Gopal, though skeptical of the strike and the amount of liquids the strikers are taking in, also voiced some concern.
“Personally I don’t believe that there is any cause in which I should be doing harm to myself. It doesn’t make any sense to me to do that,” Gopal said. “All of us have causes that we are passionate about, but if we inflict harm to ourselves for that cause it ceases to [have] meaning.”
Dr. Estell Williams, a third-year surgery resident at the University of Washington in Seattle, had a different perspective. She is the partner of Edwin Lindo, one of the hunger strikers.
“While I have my own strong feelings because, yes, this is the man I love and the man I want to be with, and I want to make it so we have a long full life together,” Williams said, “I have to respect his wishes and understand those wishes and when he would want interventions.”
Gopal said that first fat, later muscle and other tissues, are broken down in order for the body to sustain its basic functions. Such a state can begin to develop after the first 48 to 72 hours of complete fasting, Gopal said, resulting in the rapid build-up of lactic acid and possible irreversible kidney damage.
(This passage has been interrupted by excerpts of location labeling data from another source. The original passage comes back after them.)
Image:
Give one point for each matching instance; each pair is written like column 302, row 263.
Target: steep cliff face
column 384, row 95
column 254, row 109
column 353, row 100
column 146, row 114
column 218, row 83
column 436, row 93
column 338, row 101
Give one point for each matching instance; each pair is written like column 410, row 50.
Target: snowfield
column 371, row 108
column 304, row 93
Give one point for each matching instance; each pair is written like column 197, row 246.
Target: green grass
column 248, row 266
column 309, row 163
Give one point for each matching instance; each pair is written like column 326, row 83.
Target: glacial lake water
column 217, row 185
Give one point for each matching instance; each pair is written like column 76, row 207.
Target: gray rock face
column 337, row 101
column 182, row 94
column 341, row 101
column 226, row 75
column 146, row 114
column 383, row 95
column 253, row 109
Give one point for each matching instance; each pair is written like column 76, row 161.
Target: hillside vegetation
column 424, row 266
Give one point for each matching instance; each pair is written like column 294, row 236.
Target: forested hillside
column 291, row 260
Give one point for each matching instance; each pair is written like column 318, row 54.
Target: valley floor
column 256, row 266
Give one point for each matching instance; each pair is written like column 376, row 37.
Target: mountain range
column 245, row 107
With the hunger strikers at Mission Station taking in some liquids, the immediate consequences are not as severe, but will eventually set in.
“This is somewhat of a grey zone, because they are providing themselves with some [nutrients]…They can last longer than a person who is doing complete fasting,” Gopal said. “The fact that they are getting some potassium and hydration can potentially prolong this process. And it depends on how frequently they’re consuming it, how much they are consuming of it.”
Williams, too, noted the possibility of going into a catabolic state after prolonged extreme fasting, and said that the hunger strikers have been consuming liquids in order to prevent electrolyte irregularities that can have symptoms of varying severity but in extreme cases cause cardiac arrest.
“Changes in people’s sodium in their blood levels, potassium, magnesium, and phosphorous, in any individual, if you have abnormalities in these, it can cause predominantly cardiac arrhythmia that can lead to a cardiac arrest,” Williams explained.
The exact length of time the hunger strikers may hold out depends largely on the individual and the nutrients they are ingesting. According to Gopal, supplements of the type carried by mountain climbers, for instance, can pack quite a nutritional punch. The hunger strikers said they are taking vitamin pills, thin juices (after one evening where they did consume juice but decided it was too sugary), and have eased off the broth, too.
The strikers are also spending their nights out in front of Mission Station. The past 13 days have seen lows between 45 and 50 degrees Fahrenheit.
“When you don’t have your normal fuels that physically help you to regulate your body temperature, it’s going to increase the rate at which you’re metabolizing additional stores in order to maintain homeostasis [regulate your body temperature],” Williams said.
Williams said she has heard enough from people who think that broth and coconut water (and in some cases the occasional juice) invalidate the hunger strike.
“Yeah. To those who have that commentary: Let’s see you go 11 days on broth,” she said. “Unless you’re willing to do it, their opinion doesn’t count.”